Looking at these modes of transport, I couldn't help thinking wasn't it only a little more than 100 years ago, travel was mainly by waterways in our country. In the virgin jungles, elephants helped move man and machinery.
Speed is of the essence and the vehicles more refined in this day and age. Up in the skies, fly our national carrier , MAS (Malaysia Airlines) and our world recognised budget airline, AirAsia , of whom I'm rightly proud of both.
For this blog, let's stay on terra firma!
Trishaw - the model here is from Parit Jawa, Muar, Johore. Its colours are green, red, yellow and black all being popular colours of the era.The seat is filled with coconut husks and two adult passengers can seat i it with one /two children too. The hood is made of canvas and it can be opened or closed depending on the weather conditions.
How can I forget the free rides that I used to hitch from two friends who had trishaws to take them to school? At times, with my friends, I piled in front of them among the school wicker bags and merrily we were on our way , thanks to the hard working driver of theirs.
The Austin Seven was built by British carmaker, Sir Herbert Austin (1866-1941). It was manufactured in 1935 and the Seven set the standard for the European small car for more than a decade. It hit its high water mark in annual sales (27,280) 13 years after its introduction.
Proton Saga car, 1.3 litre was the first of 30 cars made during a test-run. It made history as the first Malaysian car on Thursday,18 April,1985, 2.30 pm. It was donated by PROTON. YBhg. Tan Sri Dato Jamal bin Jan, Chairman of PROTON (Perusahan Otomobil Nasional Bhd) handed the car to the Minister of Culture, Youth and Sports, Datuk Dr Sulaiman bin Haji Daud on 15 Aug , 1985.

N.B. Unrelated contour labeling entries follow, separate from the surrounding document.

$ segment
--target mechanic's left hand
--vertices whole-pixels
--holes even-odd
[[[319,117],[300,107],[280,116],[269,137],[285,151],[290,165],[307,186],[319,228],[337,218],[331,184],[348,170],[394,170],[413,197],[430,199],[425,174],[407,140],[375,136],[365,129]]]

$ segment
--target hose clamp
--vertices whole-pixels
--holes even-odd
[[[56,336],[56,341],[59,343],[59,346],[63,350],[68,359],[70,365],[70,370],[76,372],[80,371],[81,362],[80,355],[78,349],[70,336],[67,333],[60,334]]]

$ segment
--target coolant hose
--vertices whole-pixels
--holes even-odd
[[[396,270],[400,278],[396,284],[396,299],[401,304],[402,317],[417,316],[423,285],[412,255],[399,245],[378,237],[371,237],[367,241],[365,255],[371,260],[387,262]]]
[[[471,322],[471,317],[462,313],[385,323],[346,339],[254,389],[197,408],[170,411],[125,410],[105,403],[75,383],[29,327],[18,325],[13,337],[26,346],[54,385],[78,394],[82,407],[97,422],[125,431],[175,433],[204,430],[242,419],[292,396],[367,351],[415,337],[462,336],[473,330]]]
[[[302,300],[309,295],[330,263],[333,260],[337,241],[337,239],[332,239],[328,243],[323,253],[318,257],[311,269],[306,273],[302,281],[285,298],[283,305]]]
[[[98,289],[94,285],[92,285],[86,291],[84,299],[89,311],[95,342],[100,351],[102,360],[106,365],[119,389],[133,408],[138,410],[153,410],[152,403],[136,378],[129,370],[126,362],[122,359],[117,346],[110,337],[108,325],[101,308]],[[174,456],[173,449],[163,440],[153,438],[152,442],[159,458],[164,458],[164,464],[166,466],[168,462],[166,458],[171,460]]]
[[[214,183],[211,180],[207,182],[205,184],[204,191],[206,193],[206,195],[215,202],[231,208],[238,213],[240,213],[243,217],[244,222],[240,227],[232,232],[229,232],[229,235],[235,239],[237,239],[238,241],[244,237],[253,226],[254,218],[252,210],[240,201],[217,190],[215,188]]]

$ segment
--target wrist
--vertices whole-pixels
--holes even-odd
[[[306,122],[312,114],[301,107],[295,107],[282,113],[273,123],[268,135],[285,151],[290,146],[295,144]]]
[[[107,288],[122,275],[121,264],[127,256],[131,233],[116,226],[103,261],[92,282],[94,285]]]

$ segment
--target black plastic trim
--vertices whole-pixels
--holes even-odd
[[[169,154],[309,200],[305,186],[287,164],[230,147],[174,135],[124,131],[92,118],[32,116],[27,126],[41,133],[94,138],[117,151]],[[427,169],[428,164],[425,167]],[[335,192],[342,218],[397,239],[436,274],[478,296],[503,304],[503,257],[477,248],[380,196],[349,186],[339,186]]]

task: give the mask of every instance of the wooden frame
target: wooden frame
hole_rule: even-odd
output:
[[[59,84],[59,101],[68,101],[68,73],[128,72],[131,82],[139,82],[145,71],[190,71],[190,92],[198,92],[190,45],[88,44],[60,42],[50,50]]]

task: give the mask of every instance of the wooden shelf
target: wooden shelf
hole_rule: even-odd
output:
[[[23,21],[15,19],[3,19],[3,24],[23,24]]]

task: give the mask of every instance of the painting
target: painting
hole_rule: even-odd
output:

Johore Horse Cart - the Chinese community in Maharani, Johore used it in the 1990s for their daily activities. It was drawn by a pony to transport passengers. Imagine, it cost a mere RM0.05 for a 1.6 km trip !!
Melaka Bullock cart - It has been in existence since the Sultanate days of Malacca in the 15th century AD. With trade, it was introduced by the traders from India. Today, it is the accepted traditional symbol of the state. The bullocks cover 8 km in half an hour.
Nowadays the bullock cart can be seen in parades or even in hotels, shopping complexes where they are reminiscent of the days of yore.
For some nostalgia, I couldn't help digging among old photo albums to share with my readers these pictures.
The Morris Minor 1000 was a popular British - made car. It was the successor to the protototype known as the Morris Mosquito. Seen here is the 4 door Morris Minor 1000 in the porch of my husband's house in the 60s. My mum -in - law bought it from a British planter in 1960. It was cream in colour and later sprayed black. She used to drive it around town for her meetings and was recognised in this car! In the 1990s the Morris Minor was sold off.